Di kamar mayat Rumah Sakit kota Tarubaya, suasana dingin dan sunyi seperti biasa. Namun pagi itu, suasana berubah drastis karena seorang pria tengah berlutut di sisi meja baja tempat seorang jenazah wanita terbujur kaku.
Rendi Wibisono—dikenal sebagai suami dari dokter paling cantik di rumah sakit ini, Aurora Larasati—sedang meremas-remas dada jenazah itu sambil menggumam pelan.
"Beruntung sekali kamu hari ini..." bisiknya pada tubuh dingin itu. "Takdir membuatmu bertemu denganku… Aku sudah menguasai warisan itu. Dunia ini tak bisa menyelamatkanmu, kecuali aku."
Tangan Rendi bergerak cepat, aneh, dan teratur. Seolah tubuhnya mengikuti irama ilmu yang tidak dimengerti manusia biasa. Ia menekan dada lalu menempelkan telapak ke dahi jenazah itu, seakan sedang menyambungkan sesuatu.
Tiba-tiba—tanpa peringatan—jenazah itu duduk tegak seperti didorong oleh kekuatan tak kasatmata. Matanya terbuka separuh, lalu tubuhnya terkulai kembali.
Seketika, terdengar jeritan dari arah pintu.
"ASTAGA! JENAZAHNYA BANGKIT!!" teriak seorang perawat muda yang kebetulan lewat dan melihat kejadian itu. Ia menjatuhkan baki logam yang dibawanya, menimbulkan denting keras yang memecah keheningan.

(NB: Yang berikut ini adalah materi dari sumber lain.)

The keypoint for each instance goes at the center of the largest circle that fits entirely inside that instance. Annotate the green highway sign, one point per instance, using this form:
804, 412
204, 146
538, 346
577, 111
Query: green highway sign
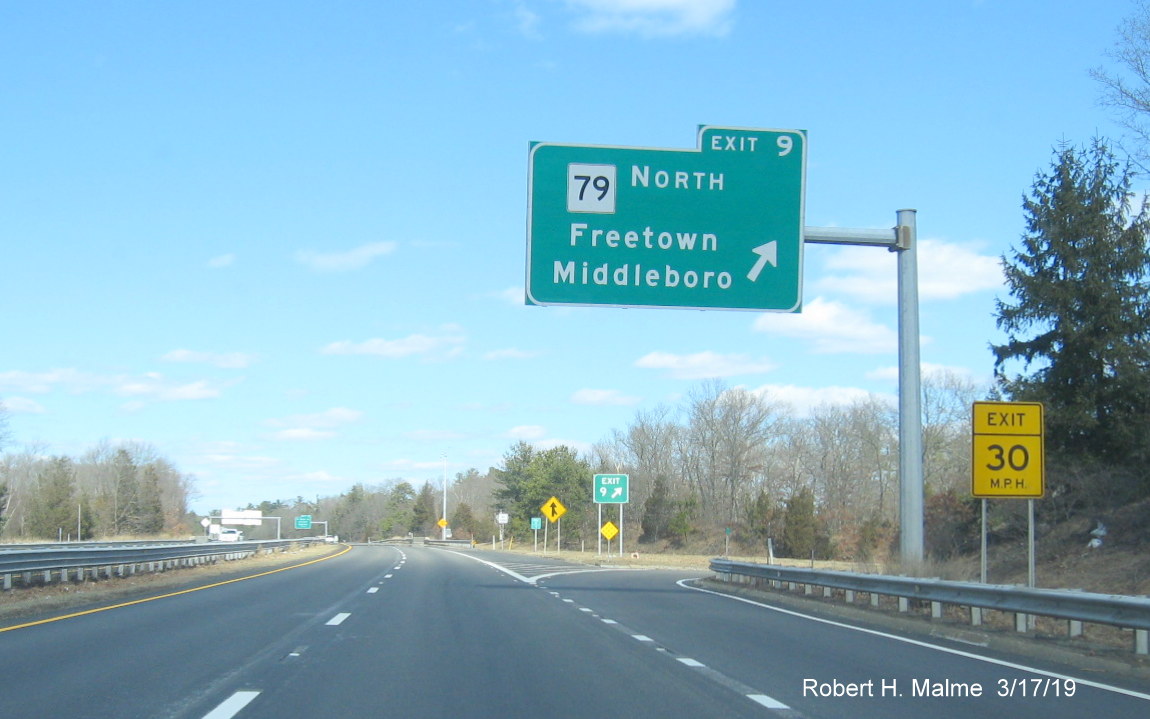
611, 489
719, 227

"ITU SUAMI DOKTER AURORA! DIA GILA! DIA NGGANGGU MAYAT!!" teriak perawat lain, panik.
Suasana mendadak kacau.
Petugas keamanan yang mendengar keributan langsung bergerak. Tak lama, Bayu Ardiansyah—Direktur Rumah Sakit—datang dengan napas memburu, diikuti oleh beberapa dokter dan staf.
"Apa-apaan ini?!"
Begitu melihat siapa yang berada di dalam kamar mayat, Bayu langsung berteriak marah, "Rendi Wibisono, brengsek! Kau pikir ini rumah dukun?!"
Beberapa staf menunduk, tak berani menyahut. Semua orang tahu siapa Rendi. Suami dari Aurora Larasati, dokter bedah muda yang paling cantik dan berbakat di rumah sakit itu.
Sayangnya, Aurora menikah dengan pria yang kemudian dikabarkan mengalami gangguan mental parah. Sebuah tragedi yang sering jadi bisik-bisik di ruang istirahat pegawai.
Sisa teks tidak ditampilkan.